Mandel Ngan | AFP | Getty Images

The European Commission, the executive arm of the EU, has launched an “in-depth investigation” into Nvidia’s acquisition of U.K. chip designer Arm, which is currently owned by SoftBank. Nvidia announced more than a year ago it wants to buy Arm for $40 billion.

The probe, announced by the Commission on Wednesday, is the latest setback for the chip companies who have already said the deal is unlikely to be completed before the initial deadline of March 2022.

The Commission said it is concerned that the merger could restrict access to Arm’s “neutral” chip designs and that it could lead to higher prices, less choice and reduced innovation in the semiconductor industry.

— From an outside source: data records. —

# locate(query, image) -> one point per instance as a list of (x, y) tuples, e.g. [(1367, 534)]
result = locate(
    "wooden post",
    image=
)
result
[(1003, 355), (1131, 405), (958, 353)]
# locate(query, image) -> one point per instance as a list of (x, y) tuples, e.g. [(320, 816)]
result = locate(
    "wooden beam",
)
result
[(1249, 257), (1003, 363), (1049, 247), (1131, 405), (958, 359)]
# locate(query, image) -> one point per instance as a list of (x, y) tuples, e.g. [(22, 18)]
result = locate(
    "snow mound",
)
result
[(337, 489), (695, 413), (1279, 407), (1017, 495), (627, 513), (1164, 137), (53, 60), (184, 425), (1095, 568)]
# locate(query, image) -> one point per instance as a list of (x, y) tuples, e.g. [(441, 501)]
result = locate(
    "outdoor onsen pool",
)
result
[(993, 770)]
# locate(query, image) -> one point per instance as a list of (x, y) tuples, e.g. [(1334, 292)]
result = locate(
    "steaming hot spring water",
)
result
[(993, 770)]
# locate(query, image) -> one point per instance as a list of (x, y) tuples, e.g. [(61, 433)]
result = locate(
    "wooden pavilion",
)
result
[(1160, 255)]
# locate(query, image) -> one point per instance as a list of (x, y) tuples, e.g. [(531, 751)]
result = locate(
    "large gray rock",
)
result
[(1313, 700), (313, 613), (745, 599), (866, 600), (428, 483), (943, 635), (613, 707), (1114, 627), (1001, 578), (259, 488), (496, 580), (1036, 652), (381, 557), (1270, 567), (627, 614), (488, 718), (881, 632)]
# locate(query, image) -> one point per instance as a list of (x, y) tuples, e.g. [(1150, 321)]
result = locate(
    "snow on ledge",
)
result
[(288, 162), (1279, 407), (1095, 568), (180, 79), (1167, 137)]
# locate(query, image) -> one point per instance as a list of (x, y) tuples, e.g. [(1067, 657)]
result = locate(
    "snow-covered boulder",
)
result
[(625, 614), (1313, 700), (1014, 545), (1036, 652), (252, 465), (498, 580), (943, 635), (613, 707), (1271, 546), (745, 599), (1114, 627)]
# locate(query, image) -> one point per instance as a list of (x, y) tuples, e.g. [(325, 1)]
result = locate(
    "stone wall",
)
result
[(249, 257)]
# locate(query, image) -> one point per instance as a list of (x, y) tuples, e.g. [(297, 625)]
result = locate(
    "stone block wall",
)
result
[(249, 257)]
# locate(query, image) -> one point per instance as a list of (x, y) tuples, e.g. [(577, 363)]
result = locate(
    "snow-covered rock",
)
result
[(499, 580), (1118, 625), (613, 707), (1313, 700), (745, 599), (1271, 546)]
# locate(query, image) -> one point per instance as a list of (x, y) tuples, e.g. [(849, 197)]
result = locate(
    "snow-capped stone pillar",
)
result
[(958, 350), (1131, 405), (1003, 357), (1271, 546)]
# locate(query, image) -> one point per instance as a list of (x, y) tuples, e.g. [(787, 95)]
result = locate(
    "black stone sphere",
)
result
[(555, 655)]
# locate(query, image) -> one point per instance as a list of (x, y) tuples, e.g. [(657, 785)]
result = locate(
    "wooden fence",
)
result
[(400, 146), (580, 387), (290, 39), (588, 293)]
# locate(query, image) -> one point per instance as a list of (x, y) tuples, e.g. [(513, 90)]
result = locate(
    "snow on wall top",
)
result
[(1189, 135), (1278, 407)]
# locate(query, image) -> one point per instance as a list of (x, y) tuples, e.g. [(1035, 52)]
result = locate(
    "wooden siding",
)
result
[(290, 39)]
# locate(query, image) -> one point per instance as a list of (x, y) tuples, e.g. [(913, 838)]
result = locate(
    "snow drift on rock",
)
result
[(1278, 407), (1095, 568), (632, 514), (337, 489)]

“Whilst Arm and Nvidia do not directly compete, Arm’s IP is an important input in products competing with those of Nvidia, for example in datacentres, automotive and in internet of things,” Executive Vice-President Margrethe Vestager said in a statement.

“Our analysis shows that the acquisition of Arm by Nvidia could lead to restricted or degraded access to Arm’s IP, with distortive effects in many markets where semiconductors are used,” she added.

The takeover is also be scrutinized by regulators in the U.S., the U.K. and China.

“We are working closely with the European Commission through the regulatory process,” an Nvidia spokesperson told CNBC.

“We look forward to the opportunity to address their initial concerns and continue demonstrating that the transaction will help to accelerate Arm and boost competition and innovation, including in the EU.”